Bastidores da Decisão Inédita no Supremo
Em uma reunião sem precedentes, os dez ministros do Supremo Tribunal Federal (STF) chegaram a um acordo para transferir a relatoria das investigações sobre fraudes no Banco Master. O encontro, marcado por debates intensos, culminou na decisão de que o ministro Dias Toffoli deixaria o caso. O presidente da Corte, Edson Fachin, leu trechos do relatório da Polícia Federal que continham menções ao ministro. Apesar de relutar inicialmente e apresentar sua defesa ponto a ponto com documentos, Toffoli acatou a decisão em consenso, que estabeleceu os termos de uma saída formalizada como “a pedido”.
Mendonça Assume Inquérito em Meio à Crise
Com a saída de Toffoli, o ministro Mendonça foi sorteado e assumiu a relatoria do inquérito. Seu principal desafio será gerenciar a crise interna gerada pelo episódio, que, segundo integrantes do STF, deixará sequelas, como divisões e aumento da desconfiança entre os ministros. Mendonça terá a tarefa de analisar se a investigação sobre as fraudes no Banco Master permanecerá sob a alçada do Supremo Tribunal Federal.
Impactos e Análises da Mudança de Relatoria
A saída de Dias Toffoli do caso Master repercute entre juristas e analistas. A colunista Malu Gaspar aponta que a situação pode complicar a posição do ministro Alexandre de Moraes, que também foi citado em material apreendido pela Polícia Federal no mesmo caso e pode ser alvo de outro relatório. Por outro lado, Maria Cristina Fernandes interpreta a troca de relator como uma “suspeição velada”, ressaltando que a Corte manteve a validade das provas que poderiam ter sido inviabilizadas, garantindo a continuidade das investigações sobre os fatos mencionados no relatório da PF.
Outras Decisões e Temas em Destaque no STF
Enquanto o caso Master mobiliza os bastidores do STF, outras questões importantes tramitam na Corte.

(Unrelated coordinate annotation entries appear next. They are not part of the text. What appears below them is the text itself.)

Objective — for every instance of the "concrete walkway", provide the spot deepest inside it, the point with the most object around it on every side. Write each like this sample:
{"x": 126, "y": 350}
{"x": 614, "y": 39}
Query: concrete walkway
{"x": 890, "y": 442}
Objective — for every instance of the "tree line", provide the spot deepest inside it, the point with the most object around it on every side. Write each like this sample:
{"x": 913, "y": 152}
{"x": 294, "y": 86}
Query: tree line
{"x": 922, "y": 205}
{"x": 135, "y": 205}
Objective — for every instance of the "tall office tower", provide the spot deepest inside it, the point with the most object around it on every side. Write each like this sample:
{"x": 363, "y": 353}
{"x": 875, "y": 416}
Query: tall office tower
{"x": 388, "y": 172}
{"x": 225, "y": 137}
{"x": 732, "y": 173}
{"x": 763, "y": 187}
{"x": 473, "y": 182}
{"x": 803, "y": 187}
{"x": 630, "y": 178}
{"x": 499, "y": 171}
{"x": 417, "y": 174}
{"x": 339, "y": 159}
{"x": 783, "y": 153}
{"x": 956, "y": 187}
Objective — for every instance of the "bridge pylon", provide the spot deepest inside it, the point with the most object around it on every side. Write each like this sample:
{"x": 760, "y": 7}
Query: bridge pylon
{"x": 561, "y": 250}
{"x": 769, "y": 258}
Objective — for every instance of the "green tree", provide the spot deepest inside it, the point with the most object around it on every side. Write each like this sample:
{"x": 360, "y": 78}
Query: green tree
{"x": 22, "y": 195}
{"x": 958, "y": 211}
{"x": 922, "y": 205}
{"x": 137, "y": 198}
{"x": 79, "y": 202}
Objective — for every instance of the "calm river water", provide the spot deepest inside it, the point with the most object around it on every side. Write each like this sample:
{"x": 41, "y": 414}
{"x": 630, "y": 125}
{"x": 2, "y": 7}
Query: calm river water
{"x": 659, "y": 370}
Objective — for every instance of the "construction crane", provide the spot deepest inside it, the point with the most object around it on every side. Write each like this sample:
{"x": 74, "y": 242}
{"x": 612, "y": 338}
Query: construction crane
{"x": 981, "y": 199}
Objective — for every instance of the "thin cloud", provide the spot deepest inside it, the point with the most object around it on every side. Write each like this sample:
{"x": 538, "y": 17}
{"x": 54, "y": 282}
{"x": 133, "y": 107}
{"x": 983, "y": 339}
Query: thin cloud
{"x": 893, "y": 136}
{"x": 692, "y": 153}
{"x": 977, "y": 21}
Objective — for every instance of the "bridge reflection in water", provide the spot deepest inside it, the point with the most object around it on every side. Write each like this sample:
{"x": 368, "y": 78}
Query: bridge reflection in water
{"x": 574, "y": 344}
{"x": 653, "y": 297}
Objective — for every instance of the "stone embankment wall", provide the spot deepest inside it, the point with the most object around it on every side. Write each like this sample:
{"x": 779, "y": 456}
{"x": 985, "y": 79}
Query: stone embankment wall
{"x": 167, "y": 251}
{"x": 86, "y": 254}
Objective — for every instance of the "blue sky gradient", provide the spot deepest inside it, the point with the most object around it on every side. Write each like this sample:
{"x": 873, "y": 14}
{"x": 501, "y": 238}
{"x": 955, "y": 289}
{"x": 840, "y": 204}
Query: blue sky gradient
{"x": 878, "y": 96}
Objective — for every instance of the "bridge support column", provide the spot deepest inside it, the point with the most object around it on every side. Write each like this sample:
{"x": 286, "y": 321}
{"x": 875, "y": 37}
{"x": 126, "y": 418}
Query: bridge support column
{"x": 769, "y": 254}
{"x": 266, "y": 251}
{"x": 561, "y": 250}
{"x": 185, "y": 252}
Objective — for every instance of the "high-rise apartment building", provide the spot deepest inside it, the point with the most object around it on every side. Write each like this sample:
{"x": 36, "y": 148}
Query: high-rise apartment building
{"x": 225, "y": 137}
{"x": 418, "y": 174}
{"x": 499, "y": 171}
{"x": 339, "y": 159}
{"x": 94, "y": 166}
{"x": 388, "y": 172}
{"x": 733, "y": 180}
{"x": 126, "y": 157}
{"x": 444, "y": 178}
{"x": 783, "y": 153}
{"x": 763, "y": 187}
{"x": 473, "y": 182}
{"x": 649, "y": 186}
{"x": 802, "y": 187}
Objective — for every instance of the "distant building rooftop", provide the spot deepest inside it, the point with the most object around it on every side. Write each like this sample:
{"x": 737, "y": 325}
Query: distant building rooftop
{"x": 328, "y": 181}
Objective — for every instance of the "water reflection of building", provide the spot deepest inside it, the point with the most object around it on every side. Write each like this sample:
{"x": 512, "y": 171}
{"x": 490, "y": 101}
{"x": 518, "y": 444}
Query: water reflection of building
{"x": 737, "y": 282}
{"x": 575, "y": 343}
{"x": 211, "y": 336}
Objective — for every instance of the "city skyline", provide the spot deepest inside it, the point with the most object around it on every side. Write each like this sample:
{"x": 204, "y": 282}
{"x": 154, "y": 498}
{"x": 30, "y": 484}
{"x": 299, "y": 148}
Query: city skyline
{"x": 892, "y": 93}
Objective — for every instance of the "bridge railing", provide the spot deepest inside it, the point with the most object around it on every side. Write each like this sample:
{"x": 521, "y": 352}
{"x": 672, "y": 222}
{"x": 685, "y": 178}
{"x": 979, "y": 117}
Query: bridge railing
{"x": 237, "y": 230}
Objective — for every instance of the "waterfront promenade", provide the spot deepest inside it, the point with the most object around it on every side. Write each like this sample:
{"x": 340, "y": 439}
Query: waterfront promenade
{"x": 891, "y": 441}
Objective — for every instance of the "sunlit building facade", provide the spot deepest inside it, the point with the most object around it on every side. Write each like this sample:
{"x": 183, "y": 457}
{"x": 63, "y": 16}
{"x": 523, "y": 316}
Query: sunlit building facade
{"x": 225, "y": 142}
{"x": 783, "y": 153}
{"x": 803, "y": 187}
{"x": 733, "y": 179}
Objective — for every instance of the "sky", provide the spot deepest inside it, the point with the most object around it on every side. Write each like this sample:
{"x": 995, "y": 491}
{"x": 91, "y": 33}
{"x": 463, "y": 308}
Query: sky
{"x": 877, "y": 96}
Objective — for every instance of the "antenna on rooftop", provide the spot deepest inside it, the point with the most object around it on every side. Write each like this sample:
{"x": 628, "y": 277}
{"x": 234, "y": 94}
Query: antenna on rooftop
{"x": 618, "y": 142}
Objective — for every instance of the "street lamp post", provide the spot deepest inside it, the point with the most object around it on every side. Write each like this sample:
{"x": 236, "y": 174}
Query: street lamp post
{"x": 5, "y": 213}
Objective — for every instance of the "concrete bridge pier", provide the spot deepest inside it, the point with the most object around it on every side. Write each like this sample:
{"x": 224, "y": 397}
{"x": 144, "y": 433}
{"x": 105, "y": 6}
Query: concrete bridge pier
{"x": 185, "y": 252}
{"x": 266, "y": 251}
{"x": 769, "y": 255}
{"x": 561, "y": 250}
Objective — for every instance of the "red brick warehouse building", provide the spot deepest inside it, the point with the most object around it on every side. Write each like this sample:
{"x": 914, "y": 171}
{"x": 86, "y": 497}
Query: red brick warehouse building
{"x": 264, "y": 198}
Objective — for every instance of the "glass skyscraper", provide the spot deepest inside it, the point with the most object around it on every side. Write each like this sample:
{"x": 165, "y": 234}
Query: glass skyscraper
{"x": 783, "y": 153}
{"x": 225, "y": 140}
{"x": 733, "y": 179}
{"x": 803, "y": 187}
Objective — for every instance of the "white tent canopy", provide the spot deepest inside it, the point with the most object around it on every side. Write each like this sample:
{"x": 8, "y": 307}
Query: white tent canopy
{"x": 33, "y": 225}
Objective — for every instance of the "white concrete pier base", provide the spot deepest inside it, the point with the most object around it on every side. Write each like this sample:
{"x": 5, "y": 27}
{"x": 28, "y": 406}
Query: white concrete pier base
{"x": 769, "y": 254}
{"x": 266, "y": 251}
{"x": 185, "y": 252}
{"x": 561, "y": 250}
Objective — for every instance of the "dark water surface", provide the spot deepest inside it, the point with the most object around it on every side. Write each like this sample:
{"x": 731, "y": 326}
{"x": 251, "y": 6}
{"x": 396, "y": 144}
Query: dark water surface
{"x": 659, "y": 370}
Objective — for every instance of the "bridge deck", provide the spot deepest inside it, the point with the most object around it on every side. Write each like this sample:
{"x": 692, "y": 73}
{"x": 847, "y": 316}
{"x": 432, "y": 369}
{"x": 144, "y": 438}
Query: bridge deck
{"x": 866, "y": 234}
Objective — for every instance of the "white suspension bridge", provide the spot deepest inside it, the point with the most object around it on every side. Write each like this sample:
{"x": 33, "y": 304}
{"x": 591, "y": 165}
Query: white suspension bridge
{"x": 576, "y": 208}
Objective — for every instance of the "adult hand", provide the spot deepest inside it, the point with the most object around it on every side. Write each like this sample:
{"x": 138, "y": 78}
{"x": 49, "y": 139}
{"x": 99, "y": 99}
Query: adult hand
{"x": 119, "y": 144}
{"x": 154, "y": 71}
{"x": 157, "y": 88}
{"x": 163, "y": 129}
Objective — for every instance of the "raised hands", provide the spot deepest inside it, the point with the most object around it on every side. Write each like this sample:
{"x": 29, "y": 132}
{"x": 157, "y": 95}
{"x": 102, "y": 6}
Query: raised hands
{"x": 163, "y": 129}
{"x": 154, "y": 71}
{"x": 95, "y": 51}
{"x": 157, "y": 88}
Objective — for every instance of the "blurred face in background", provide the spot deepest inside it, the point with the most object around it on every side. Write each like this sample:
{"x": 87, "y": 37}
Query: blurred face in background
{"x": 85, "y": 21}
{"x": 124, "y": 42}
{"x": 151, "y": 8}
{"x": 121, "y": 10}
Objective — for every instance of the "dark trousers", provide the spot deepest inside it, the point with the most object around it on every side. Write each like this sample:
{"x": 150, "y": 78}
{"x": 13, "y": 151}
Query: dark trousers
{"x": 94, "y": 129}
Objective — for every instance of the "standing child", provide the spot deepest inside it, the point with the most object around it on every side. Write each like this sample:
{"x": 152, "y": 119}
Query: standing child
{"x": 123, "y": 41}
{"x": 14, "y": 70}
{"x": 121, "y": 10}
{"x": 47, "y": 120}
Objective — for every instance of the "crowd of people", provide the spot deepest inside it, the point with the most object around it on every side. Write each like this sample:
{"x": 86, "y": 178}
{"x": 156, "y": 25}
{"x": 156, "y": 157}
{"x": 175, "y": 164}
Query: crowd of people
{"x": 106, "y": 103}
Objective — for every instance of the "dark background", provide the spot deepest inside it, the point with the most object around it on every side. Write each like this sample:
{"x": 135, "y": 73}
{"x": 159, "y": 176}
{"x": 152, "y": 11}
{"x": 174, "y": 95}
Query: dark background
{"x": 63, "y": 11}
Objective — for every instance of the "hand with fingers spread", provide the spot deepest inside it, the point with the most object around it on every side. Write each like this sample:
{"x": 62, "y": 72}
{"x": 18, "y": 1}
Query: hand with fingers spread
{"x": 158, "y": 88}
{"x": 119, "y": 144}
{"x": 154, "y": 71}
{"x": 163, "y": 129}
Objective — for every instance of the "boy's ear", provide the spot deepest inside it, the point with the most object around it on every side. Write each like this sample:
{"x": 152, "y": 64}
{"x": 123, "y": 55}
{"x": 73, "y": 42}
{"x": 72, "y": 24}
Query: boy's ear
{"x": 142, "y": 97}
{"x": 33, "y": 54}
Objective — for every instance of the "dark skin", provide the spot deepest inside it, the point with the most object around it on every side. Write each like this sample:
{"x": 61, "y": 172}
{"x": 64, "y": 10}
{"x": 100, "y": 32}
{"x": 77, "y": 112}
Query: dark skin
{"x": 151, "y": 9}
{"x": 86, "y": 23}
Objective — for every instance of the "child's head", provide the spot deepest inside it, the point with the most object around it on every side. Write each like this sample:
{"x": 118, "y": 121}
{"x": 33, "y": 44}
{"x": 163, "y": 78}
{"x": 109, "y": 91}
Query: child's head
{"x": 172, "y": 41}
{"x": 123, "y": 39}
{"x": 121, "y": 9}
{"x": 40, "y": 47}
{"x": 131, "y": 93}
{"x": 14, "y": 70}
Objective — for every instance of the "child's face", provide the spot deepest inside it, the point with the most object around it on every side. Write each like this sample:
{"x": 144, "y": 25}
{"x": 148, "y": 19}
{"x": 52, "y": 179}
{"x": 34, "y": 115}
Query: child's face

O TSE, sob a presidência de Cármen Lúcia, anunciou recomendações de conduta para juízes eleitorais na campanha deste ano, visando evitar abusos. Especialistas também analisaram a decisão unânime do TSE que evitou a censura prévia a uma escola de samba no Rio de Janeiro, mas alertou para riscos de crime eleitoral. Além disso, o STF discute a possibilidade de anular anistias em casos de ocultação de cadáver durante a ditadura e tem protegido campanhas sociais sob o manto da liberdade de expressão, exigindo prova de má-fé ou negligência para responsabilização civil.